La guerre russo-japonaise démontre la supériorité de l’armée japonaise liée à sa modernisation très avancée par rapport aux armées européennes. Cette guerre servira d’observatoire aux européens et précède les doctrines de employées pendant la première guerre mondiale.
Sommaire
- Préface
- La guerre russo-japonaise, observatoire de la guerre moderne
- Pourquoi la guerre Russo-japonaise ?
- L’armée moderne du Japon
- Conclusion de l’analyse de la guerre russo-japonaise
Il est aujourd’hui courant de penser qu’en août 1914, l’Europe pensait rentrer en guerre comme elle sortait de celles du siècle précédent. Mais cette pensée devenue affirmation est en fait un jugement erratique du passé à travers un regard contemporain, remettant en cause les compétences voire carrément l’intelligence des chefs militaires de l’époque.
Préface
On peut cependant facilement se détacher de ce genre d’idées reçues (ou tout du moins de raccourcis) en élargissant son point de vue pour relever des éléments concrets qu’il suffira de suivre dans leur chronologie pour amener à une meilleure compréhension.

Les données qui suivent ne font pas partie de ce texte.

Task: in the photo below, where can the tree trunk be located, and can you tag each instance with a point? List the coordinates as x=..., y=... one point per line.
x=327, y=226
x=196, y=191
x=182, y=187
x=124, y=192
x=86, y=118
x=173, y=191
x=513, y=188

Il faut d’abord se rappeler que la Guerre Franco-Prussienne est alors considérée comme le dernier conflit à haute intensité ayant eu lieu en Europe, et que les puissances européennes vont chacune bâtir leur propre système militaire selon les enseignements qu’elles ont pu en tirer.
Il faut aussi tenir compte du fait que 44 ans séparent 1870 de 1914, et que contrairement à ce qu’ont suggérées les apparences, les penseurs militaires étaient tout à fait conscients des conséquences que peut avoir une paix qui dure sur les domaines tactique et stratégique. Ceux-ci doivent également composer avec les effets exponentiels d’une révolution industrielle qui commence à se faire sentir.
La guerre russo-japonaise, observatoire de la guerre moderne
L’amélioration constante de matériels toujours plus modernes mais qu’on ne peut pas expérimenter à pleine capacité dans l’intervalle entraine une sous-évaluation de leur pouvoir létal et destructeur, notamment en ce qui concerne les armes à feu.
La Guerre Russo-Turque, l’inqualifiable Guerre des Boers, les guerres coloniales et autres interventions militaires ne sont pas de natures à révéler pleinement l’indice de puissance technologique, même si elles suscitent plusieurs interrogations sur son rôle et son impact psychologique sur le soldat dans le cadre d’une guerre totale. Elles mettent aussi en évidence le contraste quasi-anachronique entre cette puissance technologique et des armées globalement restées sur un modèle napoléonien, entraînant un certain scepticisme et parfois même un rejet de la nouveauté.
Toutes ces données inédites sont extrêmement difficiles à interpréter pour les théoriciens qui n’ont aucun exemple antérieur auquel se référer, et mettre l’évolution matérielle en relation avec celle de la troupe qu’on ne peut que supposer constitue un cas d’école.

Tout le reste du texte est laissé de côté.